Quando a Lua Cheia se derrama na noite, uma coisa enorme, escura em tons esverdeados, debruçada no que parece ser um sono profundo, umas costas que se expandem como uma bolha para logo desincharem num corpo disforme, e escondidos no véu de erva alta, os nossos olhos espiam o inacreditável, e se o vento espirra frio na nossa nuca trememos violentamente, sem perceber se trememos pela temperatura ou pelo pavor dado que o lábio treme e num impulso mordemo-lo porque temos receio de fazer a pergunta e acocorados, os punhos fecham-se tanto que os nós dos dedos ficam brancos como blocos de gelo, e rasga-se uma ideia, ou o que se parece com uma ideia, dado que nesta ilha ou somos nós ou é a besta, e enquanto a consciência ganha corpo, na esquina dos nossos olhos, vemos Simão dobrado num choro e Maurício em debandada, é a constatação que neste confronto, homem e besta, estamos sozinhos, quase pelados, calções em tiras finas, pele gretada, cabelo enovelado em imundície, um facalhão manchado com sangue de bácaro selvagem, o reflexo da Lua na nossa retina é a sina da loucura que nos toma o juízo nem sei se são os teus olhos que se desviam ou se estás a pensar no nosso irmão dado que estamos à espera do avião e sentimos o lábio tremer e é-nos tão difícil reconhecer o dia em que nos despenhámos nesta ilha, sós, da inocência à barbárie num lapso de tempo, o suficiente para entender a fragilidade das nossas dependências
(quando puder desenvolva essa ideia da fragilidade das suas dependências ou por outro lado explique a fragilidade da sua independência)
conforme a roupa, camisa, calções, sapatos desfiados e inúteis, somos selvagens, carne crua, diarreia e grunhos, confrontados com o absurdo, homens e besta, e a coisa enorme que incha e desincha, todo um volume que dá sombra às árvores, e entre nós e a ilusão da sobrevivência, um facalhão pesado, preso ao que resta da indumentária, conforme estamos presos à solidão, entrecortada com os soluços de Simão e o rastejar fugidiço de Maurício, e é quando nos lembramos do dia em que nosso irmão morreu, e mais do que o morto o que nos reteve na memória foi os vivos que ficaram, como quando percebemos que o nosso pai já não nos olhava, dado que a morte enganou-se, trocou-lhe os filhos, o favorito foi-se e ficámos nós, e entre nós e a besta, a diferença atenua-se numa miséria da condição existencial
(a sua condição existencial é a descrença do valor que possui dado que continua a projectar nos outros a validade da sua existência)

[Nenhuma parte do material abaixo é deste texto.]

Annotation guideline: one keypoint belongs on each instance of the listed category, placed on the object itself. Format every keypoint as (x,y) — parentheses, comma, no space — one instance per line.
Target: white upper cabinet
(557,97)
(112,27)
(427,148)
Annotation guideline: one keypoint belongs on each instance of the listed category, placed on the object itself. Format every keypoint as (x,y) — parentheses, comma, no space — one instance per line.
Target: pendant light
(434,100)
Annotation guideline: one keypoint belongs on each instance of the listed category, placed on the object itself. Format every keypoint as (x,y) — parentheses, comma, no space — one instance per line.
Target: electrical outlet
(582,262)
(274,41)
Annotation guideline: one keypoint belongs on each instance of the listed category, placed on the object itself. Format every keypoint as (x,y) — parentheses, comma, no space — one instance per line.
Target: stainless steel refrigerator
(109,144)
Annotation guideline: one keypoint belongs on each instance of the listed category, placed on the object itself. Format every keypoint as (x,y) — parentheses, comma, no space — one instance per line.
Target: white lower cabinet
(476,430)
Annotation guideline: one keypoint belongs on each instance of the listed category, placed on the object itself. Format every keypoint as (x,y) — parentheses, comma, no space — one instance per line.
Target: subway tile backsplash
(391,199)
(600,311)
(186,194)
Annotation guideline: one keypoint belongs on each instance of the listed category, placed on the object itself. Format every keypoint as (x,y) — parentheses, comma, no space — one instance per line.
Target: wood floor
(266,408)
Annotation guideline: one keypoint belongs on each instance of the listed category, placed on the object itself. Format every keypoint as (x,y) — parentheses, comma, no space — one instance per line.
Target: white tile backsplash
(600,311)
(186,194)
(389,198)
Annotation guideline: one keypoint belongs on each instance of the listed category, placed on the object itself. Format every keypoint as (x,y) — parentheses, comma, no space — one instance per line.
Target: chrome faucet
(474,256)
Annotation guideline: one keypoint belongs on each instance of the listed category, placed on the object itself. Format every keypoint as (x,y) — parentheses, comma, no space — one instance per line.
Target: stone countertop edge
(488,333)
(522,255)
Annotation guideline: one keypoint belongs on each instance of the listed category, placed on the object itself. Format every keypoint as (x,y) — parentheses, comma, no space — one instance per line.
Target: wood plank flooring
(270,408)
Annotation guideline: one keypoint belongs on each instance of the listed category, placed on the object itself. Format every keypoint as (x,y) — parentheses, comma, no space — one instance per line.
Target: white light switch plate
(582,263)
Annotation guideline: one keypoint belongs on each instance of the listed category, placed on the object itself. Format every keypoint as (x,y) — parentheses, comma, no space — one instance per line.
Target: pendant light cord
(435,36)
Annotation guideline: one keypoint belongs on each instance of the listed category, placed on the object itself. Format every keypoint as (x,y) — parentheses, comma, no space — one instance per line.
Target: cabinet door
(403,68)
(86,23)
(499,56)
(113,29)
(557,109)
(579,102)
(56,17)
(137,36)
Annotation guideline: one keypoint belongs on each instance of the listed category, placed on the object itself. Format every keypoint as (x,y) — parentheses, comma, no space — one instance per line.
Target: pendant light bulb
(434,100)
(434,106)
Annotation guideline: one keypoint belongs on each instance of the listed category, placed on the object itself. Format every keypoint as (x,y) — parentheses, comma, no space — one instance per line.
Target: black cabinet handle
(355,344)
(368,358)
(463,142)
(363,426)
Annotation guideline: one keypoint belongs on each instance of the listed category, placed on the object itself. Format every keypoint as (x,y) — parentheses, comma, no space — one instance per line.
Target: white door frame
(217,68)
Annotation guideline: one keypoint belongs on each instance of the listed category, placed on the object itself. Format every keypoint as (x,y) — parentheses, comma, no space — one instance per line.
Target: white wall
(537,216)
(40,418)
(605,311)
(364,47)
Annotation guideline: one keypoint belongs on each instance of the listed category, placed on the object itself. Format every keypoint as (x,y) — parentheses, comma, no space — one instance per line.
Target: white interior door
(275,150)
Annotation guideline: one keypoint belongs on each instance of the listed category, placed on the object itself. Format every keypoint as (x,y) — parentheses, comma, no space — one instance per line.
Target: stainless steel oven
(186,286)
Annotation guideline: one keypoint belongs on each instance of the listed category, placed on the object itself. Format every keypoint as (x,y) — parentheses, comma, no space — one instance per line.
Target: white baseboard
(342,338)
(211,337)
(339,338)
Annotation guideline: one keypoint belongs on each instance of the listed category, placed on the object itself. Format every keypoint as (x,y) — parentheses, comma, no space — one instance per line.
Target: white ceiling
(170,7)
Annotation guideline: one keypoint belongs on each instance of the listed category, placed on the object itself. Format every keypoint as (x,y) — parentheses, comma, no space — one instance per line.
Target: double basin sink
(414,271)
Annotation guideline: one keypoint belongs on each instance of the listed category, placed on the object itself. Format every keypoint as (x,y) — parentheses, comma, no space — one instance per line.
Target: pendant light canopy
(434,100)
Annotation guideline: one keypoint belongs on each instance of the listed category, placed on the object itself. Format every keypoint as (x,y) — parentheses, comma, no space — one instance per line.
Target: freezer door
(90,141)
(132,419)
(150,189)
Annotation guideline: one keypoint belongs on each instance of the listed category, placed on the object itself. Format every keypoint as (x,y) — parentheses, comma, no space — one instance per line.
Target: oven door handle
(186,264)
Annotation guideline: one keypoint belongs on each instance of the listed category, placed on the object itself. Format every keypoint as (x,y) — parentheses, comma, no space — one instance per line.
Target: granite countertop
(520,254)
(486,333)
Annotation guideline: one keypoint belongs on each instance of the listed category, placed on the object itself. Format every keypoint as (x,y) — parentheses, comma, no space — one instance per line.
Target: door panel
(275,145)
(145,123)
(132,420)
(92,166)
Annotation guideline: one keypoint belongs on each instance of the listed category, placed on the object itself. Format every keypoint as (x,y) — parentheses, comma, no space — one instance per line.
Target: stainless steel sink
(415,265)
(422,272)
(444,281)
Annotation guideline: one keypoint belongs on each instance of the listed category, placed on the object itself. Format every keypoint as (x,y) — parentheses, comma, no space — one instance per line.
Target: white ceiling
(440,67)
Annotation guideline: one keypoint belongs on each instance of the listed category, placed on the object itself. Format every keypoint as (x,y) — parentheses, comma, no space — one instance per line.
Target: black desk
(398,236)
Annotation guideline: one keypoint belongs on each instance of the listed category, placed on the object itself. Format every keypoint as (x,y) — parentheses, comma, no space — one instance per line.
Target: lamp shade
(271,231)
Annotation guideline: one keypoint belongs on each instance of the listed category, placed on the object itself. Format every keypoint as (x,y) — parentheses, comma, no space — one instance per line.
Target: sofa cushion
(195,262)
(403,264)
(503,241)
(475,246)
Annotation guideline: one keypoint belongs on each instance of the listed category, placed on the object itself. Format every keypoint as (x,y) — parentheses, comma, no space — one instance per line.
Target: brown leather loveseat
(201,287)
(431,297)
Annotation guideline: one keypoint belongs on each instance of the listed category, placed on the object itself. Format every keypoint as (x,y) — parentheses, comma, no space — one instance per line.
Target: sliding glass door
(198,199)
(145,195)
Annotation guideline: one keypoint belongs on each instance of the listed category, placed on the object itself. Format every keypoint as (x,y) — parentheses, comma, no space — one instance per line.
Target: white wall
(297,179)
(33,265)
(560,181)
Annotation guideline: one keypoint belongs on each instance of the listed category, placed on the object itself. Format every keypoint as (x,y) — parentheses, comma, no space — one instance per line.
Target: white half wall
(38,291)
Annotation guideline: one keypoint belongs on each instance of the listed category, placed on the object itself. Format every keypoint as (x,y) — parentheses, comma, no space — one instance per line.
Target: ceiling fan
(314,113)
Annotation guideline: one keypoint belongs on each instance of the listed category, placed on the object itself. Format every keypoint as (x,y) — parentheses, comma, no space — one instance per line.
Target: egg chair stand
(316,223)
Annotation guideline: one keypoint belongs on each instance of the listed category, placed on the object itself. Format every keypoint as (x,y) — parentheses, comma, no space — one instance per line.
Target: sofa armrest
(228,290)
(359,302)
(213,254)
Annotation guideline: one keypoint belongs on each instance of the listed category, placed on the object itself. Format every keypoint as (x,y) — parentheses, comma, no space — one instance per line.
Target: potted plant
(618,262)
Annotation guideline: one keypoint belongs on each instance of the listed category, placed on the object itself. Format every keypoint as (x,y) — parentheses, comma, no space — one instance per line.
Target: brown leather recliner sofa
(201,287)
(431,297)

e enquanto a Lua Cheia faz-se valer no dorso da besta, levantamo-nos do véu de erva alta, com o facalhão enterrado no chão, junto ao desamparado Simão, e seguimos passo a passo, sem peso, sem restolho, uma brisa que surge e abana as ramagens do arvoredo que nos envolve, levamos a mão ao cabelo comprido e puxamo-lo para trás, e nisto sentimos que a besta está envolvida num zumbido de milhares de moscas, moscas esverdeadas, varejeiras, enormes, um zumbido que estrilha os tímpanos, e a besta, o deus das moscas, de olhos enormes, dardos vermelho baço, sem luz, abertos, aguçados para nós, e nos nossos olhos ainda o reflexo selvagem da loucura, sentamo-nos a dois palmos da besta, de punhos fechados, sem tremuras no lábio.
Receámos perguntar-te mas dado que não nos dizes nada não nos surge outra coisa que não perguntar directamente o que não queríamos dizer
- pai preferias que eu tivesse dado a vida pelo teu outro filho?